Rough-Mutual Feature Selection Based on Min-Uncertainty and Max-Certainty

Sombut FOITONG  Ouen PINNGERN  Boonwat ATTACHOO  

Publication
IEICE TRANSACTIONS on Information and Systems   Vol.E95-D   No.4   pp.970-981
Publication Date: 2012/04/01
Online ISSN: 1745-1361
DOI: 10.1587/transinf.E95.D.970
Print ISSN: 0916-8532
Type of Manuscript: Special Section PAPER (Special Section on Knowledge-Based Software Engineering)
Category: 
Keyword: 
rough sets,  mutual information,  feature selection,  boundary region,  classification,  

Full Text: PDF>>
Buy this Article




Summary: 
Feature selection (FS) plays an important role in pattern recognition and machine learning. FS is applied to dimensionality reduction and its purpose is to select a subset of the original features of a data set which is rich in the most useful information. Most existing FS methods based on rough set theory focus on dependency function, which is based on lower approximation as for evaluating the goodness of a feature subset. However, by determining only information from a positive region but neglecting a boundary region, most relevant information could be invisible. This paper, the maximal lower approximation (Max-Certainty) – minimal boundary region (Min-Uncertainty) criterion, focuses on feature selection methods based on rough set and mutual information which use different values among the lower approximation information and the information contained in the boundary region.
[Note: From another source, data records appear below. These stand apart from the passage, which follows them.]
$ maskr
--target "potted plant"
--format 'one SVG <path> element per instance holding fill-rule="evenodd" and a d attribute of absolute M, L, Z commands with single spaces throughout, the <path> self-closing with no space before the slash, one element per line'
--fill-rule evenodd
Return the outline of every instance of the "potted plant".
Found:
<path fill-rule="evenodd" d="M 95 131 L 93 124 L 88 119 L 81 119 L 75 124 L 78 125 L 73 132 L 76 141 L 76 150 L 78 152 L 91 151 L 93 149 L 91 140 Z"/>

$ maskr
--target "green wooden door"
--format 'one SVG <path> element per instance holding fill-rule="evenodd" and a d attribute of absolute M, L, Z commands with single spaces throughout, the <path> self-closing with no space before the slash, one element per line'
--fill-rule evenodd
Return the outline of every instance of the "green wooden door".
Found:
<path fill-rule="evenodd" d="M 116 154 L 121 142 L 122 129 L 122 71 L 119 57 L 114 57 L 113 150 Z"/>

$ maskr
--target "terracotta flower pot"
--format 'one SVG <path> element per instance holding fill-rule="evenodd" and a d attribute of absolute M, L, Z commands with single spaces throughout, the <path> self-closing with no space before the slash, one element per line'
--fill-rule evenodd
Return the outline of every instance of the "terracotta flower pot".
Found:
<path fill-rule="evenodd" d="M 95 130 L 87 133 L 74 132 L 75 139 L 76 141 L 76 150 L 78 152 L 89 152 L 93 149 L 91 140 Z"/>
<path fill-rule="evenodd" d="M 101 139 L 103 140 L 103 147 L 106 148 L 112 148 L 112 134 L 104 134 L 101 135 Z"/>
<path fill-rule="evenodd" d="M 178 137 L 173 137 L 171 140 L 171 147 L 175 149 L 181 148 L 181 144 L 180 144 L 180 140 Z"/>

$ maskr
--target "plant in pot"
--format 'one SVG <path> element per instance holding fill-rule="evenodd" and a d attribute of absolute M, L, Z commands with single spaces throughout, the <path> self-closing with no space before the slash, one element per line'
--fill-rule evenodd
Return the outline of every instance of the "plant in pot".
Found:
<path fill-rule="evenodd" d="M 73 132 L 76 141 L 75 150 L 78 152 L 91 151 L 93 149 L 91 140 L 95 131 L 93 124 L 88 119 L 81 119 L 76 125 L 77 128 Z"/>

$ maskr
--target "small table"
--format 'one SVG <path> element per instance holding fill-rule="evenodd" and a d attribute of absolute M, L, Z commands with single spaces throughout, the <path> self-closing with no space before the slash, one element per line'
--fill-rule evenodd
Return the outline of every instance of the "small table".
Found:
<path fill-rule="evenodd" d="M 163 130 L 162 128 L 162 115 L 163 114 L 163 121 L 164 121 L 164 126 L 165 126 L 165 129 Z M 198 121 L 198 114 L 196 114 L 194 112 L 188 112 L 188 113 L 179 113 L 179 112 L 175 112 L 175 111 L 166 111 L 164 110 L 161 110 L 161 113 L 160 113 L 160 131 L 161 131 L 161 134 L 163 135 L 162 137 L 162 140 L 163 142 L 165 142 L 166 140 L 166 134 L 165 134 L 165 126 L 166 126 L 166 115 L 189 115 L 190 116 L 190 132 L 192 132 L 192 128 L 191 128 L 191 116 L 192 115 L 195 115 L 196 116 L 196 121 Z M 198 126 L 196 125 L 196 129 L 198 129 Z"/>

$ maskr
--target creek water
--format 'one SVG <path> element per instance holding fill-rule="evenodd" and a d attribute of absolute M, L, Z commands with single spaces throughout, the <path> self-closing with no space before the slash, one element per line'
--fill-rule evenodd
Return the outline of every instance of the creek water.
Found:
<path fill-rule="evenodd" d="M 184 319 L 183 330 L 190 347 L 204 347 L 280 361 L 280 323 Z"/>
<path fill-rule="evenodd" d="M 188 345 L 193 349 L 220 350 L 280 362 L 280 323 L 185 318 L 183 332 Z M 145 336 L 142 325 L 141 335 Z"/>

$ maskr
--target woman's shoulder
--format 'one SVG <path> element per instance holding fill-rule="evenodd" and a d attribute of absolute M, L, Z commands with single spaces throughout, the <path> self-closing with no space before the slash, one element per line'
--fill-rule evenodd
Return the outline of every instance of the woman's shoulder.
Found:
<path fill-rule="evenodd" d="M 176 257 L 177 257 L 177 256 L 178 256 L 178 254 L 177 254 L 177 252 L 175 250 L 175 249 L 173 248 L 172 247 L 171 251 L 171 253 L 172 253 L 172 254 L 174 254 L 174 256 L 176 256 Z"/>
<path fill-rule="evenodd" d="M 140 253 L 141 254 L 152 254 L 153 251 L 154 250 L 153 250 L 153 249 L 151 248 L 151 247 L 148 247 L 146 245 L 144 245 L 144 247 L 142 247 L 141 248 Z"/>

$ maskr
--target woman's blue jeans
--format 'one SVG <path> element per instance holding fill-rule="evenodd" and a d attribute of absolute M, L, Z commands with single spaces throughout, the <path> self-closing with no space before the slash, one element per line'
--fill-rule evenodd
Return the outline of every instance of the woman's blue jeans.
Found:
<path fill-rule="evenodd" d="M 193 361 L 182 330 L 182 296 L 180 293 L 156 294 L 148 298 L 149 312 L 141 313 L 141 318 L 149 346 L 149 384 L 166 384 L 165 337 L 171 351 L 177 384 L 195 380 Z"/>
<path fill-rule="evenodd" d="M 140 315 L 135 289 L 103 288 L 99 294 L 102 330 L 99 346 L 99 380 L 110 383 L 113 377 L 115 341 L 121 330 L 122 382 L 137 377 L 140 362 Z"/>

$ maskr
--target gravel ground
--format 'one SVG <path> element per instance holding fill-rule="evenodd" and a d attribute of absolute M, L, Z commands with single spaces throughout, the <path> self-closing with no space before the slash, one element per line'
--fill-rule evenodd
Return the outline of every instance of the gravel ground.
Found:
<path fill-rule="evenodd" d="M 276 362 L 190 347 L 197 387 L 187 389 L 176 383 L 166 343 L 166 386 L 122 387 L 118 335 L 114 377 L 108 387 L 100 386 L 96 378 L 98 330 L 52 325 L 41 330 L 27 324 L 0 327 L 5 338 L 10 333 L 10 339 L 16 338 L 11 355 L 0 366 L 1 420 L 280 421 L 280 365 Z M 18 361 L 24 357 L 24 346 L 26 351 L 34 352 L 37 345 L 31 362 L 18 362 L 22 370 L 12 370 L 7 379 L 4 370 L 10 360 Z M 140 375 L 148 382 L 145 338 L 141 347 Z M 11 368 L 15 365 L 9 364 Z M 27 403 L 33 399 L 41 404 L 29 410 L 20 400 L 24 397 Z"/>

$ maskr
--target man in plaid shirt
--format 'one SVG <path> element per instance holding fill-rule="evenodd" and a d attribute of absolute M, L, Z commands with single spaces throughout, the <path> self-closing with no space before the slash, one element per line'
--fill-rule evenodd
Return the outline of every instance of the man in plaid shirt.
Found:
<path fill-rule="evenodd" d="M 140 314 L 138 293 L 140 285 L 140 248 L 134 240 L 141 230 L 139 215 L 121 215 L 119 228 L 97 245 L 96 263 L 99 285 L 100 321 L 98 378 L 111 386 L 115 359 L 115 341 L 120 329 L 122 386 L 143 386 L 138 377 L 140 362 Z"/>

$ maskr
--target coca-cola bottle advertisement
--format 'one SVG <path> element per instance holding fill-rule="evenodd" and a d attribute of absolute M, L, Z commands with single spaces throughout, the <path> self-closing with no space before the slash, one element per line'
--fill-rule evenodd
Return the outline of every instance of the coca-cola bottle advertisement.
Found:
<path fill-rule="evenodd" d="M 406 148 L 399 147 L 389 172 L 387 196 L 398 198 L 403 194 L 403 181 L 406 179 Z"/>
The use of this idea can result in higher predictive accuracy than those obtained using the measure based on the positive region (certainty region) alone. This demonstrates that much valuable information can be extracted by using this idea. Experimental results are illustrated for discrete, continuous, and microarray data and compared with other FS methods in terms of subset size and classification accuracy.